The match was exhilarating and tense, with one winner following another, and both players demonstrating the full arsenal of weapons at their disposal, but Noah never appeared to physically extend himself beyond what his body could potentially muster, whereas Connors leapt and stretched on nearly every shot.  I wondered how long he could go on doing it, but it wasn't until match point that he finally conceded - physically or otherwise.  The court appeared smaller than normal, with shots from Connors T-2000 screaming across the net, and replies from Noah's finding angles and locations I had never witnessed.  It was one of the best tennis matches I'd ever seen, full of drama and humor and desperately competitive men striving to force the other into submission - but only one could prevail, and that day belonged to Noah.  He won in three sets and proceeded to obliterate Martin Jaite in the final for the title.

But of all things Yannick Noah did on that court that blistering hot afternoon, it was his serve that was the pinnacle of his aesthetic appeal.  I remember noticing how easy and loose his hand held the racquet as his body formed the trophy position - I could literally see the lines on his fingers as they spread languidly at the top of the toss, then closed as the racquet disappeared into a blur of wood and fiberglass and he launched himself into the serve.  It was a picture in my mind that I took, and tried desperately to emulate on the court...but alas I am no Yannick Noah.
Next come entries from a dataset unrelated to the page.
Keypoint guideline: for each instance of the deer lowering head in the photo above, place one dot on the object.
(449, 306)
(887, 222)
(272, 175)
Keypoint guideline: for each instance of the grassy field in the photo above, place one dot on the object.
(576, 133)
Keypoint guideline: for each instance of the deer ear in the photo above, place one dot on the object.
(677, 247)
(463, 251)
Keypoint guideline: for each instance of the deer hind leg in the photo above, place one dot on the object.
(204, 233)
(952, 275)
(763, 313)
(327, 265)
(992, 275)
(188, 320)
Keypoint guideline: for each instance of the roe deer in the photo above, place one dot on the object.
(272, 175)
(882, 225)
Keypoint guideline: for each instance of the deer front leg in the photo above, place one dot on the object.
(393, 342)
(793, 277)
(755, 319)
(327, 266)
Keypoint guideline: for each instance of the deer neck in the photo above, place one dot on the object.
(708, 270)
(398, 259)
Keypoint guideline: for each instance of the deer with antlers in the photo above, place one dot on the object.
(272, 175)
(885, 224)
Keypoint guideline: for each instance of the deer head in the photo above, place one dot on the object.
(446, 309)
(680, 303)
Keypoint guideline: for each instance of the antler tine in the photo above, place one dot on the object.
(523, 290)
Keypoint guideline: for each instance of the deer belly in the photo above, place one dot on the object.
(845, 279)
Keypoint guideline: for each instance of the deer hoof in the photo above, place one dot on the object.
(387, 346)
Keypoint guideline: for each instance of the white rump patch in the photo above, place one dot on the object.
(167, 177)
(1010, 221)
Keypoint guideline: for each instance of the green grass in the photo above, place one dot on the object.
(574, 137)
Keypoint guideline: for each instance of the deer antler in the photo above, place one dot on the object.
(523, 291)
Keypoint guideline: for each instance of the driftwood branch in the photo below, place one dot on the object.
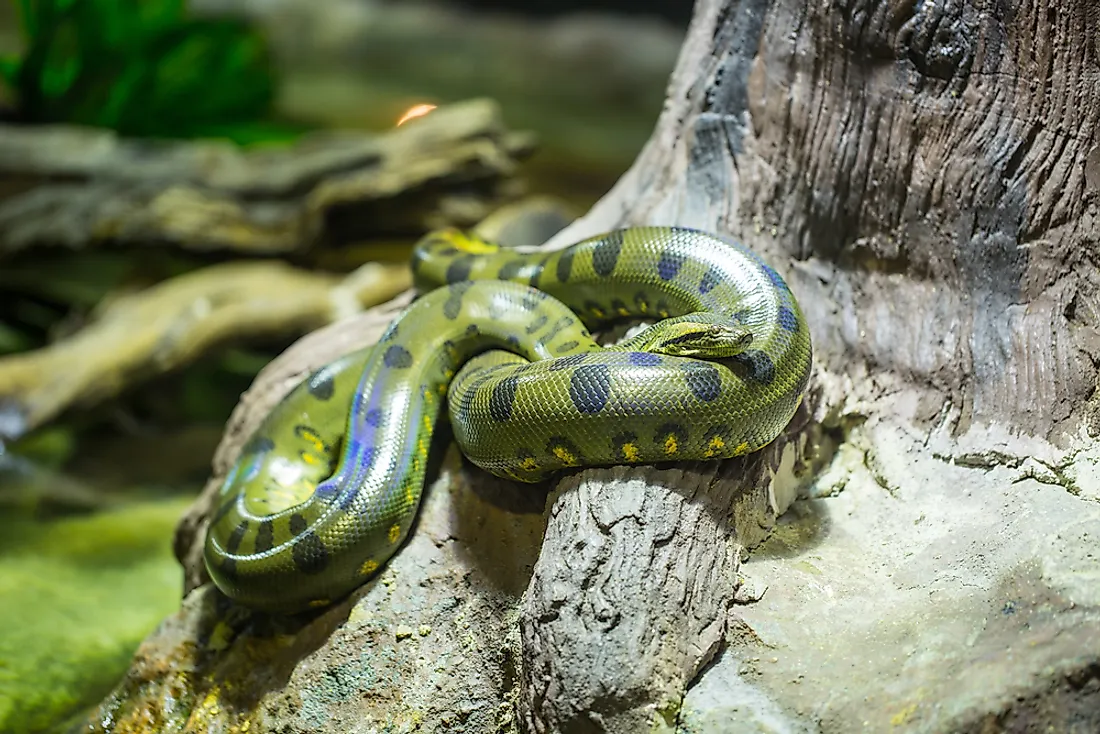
(165, 327)
(930, 205)
(83, 187)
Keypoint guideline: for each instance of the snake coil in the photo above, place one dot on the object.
(327, 489)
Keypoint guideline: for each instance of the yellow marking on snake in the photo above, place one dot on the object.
(715, 446)
(732, 353)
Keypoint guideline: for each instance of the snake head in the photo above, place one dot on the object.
(703, 340)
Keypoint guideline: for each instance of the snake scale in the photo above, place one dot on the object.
(327, 489)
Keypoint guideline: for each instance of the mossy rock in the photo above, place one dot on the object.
(79, 593)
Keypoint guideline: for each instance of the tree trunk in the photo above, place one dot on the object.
(924, 175)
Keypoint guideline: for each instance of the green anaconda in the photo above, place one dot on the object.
(328, 488)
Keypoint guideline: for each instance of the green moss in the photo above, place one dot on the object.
(79, 594)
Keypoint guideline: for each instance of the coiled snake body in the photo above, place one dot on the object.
(327, 489)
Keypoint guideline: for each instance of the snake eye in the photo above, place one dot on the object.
(705, 340)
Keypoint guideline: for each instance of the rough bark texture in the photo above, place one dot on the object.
(922, 174)
(166, 327)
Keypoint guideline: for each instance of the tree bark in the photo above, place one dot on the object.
(924, 175)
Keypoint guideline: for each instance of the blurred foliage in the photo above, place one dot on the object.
(144, 68)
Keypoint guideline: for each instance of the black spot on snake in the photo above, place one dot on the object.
(233, 541)
(565, 362)
(265, 536)
(504, 395)
(590, 386)
(308, 434)
(532, 299)
(321, 384)
(564, 265)
(760, 368)
(459, 270)
(788, 319)
(605, 254)
(397, 358)
(537, 324)
(646, 359)
(710, 280)
(703, 380)
(773, 276)
(669, 264)
(309, 554)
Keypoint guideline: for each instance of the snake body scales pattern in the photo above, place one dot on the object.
(328, 488)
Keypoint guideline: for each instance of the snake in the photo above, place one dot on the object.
(499, 342)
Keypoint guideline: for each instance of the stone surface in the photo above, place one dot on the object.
(939, 572)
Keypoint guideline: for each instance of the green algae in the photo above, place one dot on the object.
(79, 593)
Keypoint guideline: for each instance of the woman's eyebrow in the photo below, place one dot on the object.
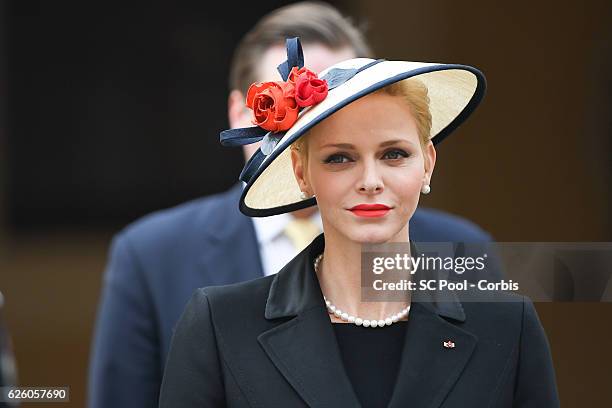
(350, 146)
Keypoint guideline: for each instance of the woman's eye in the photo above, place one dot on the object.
(395, 154)
(336, 158)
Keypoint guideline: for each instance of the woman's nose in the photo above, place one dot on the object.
(371, 180)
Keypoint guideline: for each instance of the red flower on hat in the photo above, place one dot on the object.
(274, 105)
(309, 89)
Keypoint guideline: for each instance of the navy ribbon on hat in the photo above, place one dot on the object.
(253, 134)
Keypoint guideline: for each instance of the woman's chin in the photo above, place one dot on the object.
(371, 234)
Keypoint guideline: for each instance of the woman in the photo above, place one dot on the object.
(361, 140)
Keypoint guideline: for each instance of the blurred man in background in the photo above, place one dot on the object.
(8, 372)
(157, 262)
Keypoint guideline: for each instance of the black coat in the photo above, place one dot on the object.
(269, 342)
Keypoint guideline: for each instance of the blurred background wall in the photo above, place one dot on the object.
(111, 112)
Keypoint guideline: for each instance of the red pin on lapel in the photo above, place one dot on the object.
(449, 344)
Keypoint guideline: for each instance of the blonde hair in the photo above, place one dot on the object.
(414, 93)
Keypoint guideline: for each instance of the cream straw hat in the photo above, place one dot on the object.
(454, 92)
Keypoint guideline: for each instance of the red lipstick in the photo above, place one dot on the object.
(370, 210)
Years later, I was a ball boy at the then Sovran Bank Tennis Classic, and Noah had come to play doubles primarily, but I didn't care - I just wanted to see him play, so I snuck over to the last practice court near the main entrance and watched him float through a practice session like he didn't have a care in the world.  He had grown his dreadlocks out again (in 1985 he sported a very African tight 'fro) so the now familiar look had returned, but something about him was amiss.  He wasn't disinterested, but he wasn't fully committed, and while he had that same easy gait about him, as he strode across the court, the snap of the wrist, the leaping backhand, were gone.  A childhood hero is a childhood hero, and being six-inches from him was like being close enough to reach out and touch the sun, but I must admit, I was less impressed than I expected to be.  And as his practice session came to an end, just as I thought I would go home with nothing particularly interesting to tell my parents, he did something that I'll never forget.

He took a tennis ball out from under the net, rolled it with the sole of his foot up to the bridge it, and began juggling it (in the soccer sense) on that foot, repeatedly.  The ball, rotating furiously backwards appeared to be tied to a rubber band, the way it willfully returned to the exact same spot in the middle of his laces, over and over again, and by the time I stopped counting he had done it at least 30 times - then he switched feet, and did the same with his left, all the while skipping around the service court until he'd done it another 20 times, and just when I thought he was finished, he propped the ball up to his thighs, alternating them, cradling it just adjacent to his stomach, then further out in front of him as though he wanted everyone to see the ball from all angles, then up to his head, like a seal, bouncing it on his forehead, until it came back down to the first foot that started the whole this circus act.

I was floored - I mean, it wasn't enough that he looked so comfortable on the court that a practice looked like a stroll in the garden - he just had to let us know that he could have been a professional in another sport altogether too.  I went home and told my family about it until they begged me to stop talking.

He didn't play the Citi Open very often, but each time he did, he had a lasting impact on this young tennis player in a way that has left an impression on me to this day.  I hadn't really known how athletic and majestic a tennis player could look until I saw Yannick Noah play at the William H. Fitzgerald tennis center in 1985, and again in 1989.  It informs my current appreciation for the jocks that now play the modern game.

For that, I say, once again - thank you Citi Open.